Scott Fowler: Chase Elliott better watch out for locusts. NASCAR gods are unhappy with popular driver.

Chase Elliott had it.

He was there, speeding to victory in the Coca-Cola 600, so far ahead that even his spotter had gone mostly silent. His crew prepared for celebration. After grinding through nearly six hours worth of racing at Charlotte Motor Speedway, Elliott was a single minute from winning.

And then it happened _ again.

For the second time in a four-day span, Elliott got blindsided by a racing incident that wasn't his fault. This time it actually came from a Hendrick Motorsports racing teammate. William Byron, far back in the field, cut a tire and spun out.

"That's got to be a joke!" Elliott said on his radio, along with a few unprintable things.

It wasn't a joke.
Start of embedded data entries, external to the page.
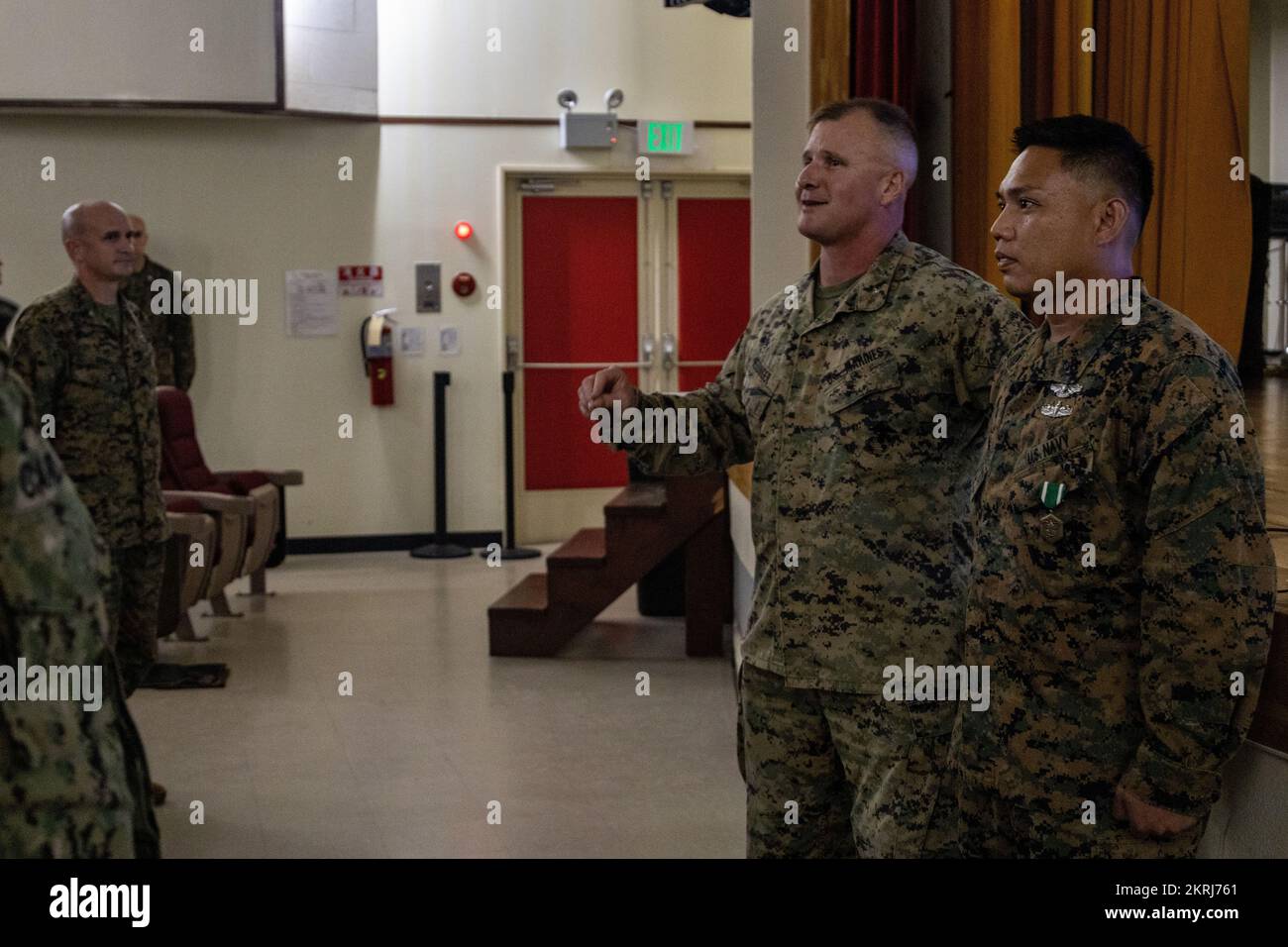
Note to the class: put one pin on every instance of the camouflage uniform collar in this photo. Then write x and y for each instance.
(85, 302)
(1069, 360)
(867, 295)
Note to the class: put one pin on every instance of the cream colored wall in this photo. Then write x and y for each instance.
(686, 62)
(781, 107)
(253, 197)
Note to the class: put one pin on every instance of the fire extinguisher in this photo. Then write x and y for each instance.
(376, 339)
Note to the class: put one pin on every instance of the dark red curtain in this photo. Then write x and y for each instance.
(885, 64)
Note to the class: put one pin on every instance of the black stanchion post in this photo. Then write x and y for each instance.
(441, 548)
(510, 551)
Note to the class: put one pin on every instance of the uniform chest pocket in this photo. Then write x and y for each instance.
(1051, 522)
(759, 390)
(864, 412)
(52, 561)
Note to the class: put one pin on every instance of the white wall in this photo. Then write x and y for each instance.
(1279, 93)
(1260, 27)
(254, 197)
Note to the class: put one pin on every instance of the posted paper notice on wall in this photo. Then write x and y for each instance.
(312, 305)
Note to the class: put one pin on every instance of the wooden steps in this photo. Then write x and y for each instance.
(644, 523)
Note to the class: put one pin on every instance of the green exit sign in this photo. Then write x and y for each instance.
(666, 137)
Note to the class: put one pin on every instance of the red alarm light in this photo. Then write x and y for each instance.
(463, 283)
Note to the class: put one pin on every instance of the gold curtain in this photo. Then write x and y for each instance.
(1059, 34)
(986, 111)
(1176, 73)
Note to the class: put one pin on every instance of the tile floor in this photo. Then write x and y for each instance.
(436, 729)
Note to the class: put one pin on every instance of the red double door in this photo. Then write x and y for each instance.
(652, 275)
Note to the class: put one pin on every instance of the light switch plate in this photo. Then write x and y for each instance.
(429, 287)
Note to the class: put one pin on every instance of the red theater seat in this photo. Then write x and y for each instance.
(183, 468)
(219, 525)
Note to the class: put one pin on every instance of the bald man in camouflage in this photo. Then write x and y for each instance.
(170, 333)
(73, 779)
(861, 393)
(86, 357)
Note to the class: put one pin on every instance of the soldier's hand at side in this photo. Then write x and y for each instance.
(603, 388)
(1147, 819)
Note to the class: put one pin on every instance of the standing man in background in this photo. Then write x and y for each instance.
(1124, 583)
(73, 777)
(862, 395)
(86, 357)
(171, 334)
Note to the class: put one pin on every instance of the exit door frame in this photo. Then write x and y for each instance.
(578, 506)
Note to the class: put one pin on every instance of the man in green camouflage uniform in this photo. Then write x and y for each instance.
(73, 783)
(88, 361)
(1122, 586)
(170, 334)
(862, 395)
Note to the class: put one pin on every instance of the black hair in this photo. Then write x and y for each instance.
(1096, 147)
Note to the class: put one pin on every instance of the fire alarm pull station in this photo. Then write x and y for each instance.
(429, 290)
It meant that Elliott _ practically on cruise control until Byron's wreck brought out the final caution flag and bunched up the field again _ had to win the race at Charlotte Motor Speedway all over again.

And he couldn't.

Hamstrung by a questionable call by crew chief Alan Gustafson to pit for four tires following that last caution, Elliott didn't restart from the front and couldn't make up the difference in the two-lap overtime period.

Instead, Brad Keselowski won and Jimmie Johnson finished second (Johnson was later disqualified for failing his post-race inspection). Neither of them had pitted at the end. Elliott was left with a third-place finish and a bushel of what-might-have-beens. He was moved up to second after Johnson got DQ-ed. That was no real consolation, though. In racing, there is a yawning gap between first place and everything else.

"We were a lap-and-a-half away from winning the Coca-Cola 600," a downcast Elliott said later.

On Wednesday, Kyle Busch had wrecked Elliott in the final laps at Darlington Raceway. Elliott was contending for the lead when Busch made a nearly inexplicable mistake for a driver of his caliber and sideswiped Elliott.

The resulting spin knocked Elliott out of the race. He fired a public middle finger at Busch right after that. But neither flipping the bird nor Busch's immediate apology for his mistake did Elliott any good.

So Sunday night made two potential wins for Elliott in four days in the Carolinas, both of them swept away by the gods of racing misfortune.

It makes you wonder what the next NASCAR Cup race Wednesday night at Charlotte Motor Speedway will plague Elliott with _ locusts, perhaps? Millions of cicadas are emerging in North Carolina after spending the past 17 years underground. Who's going to be surprised if a few get into Elliott's engine?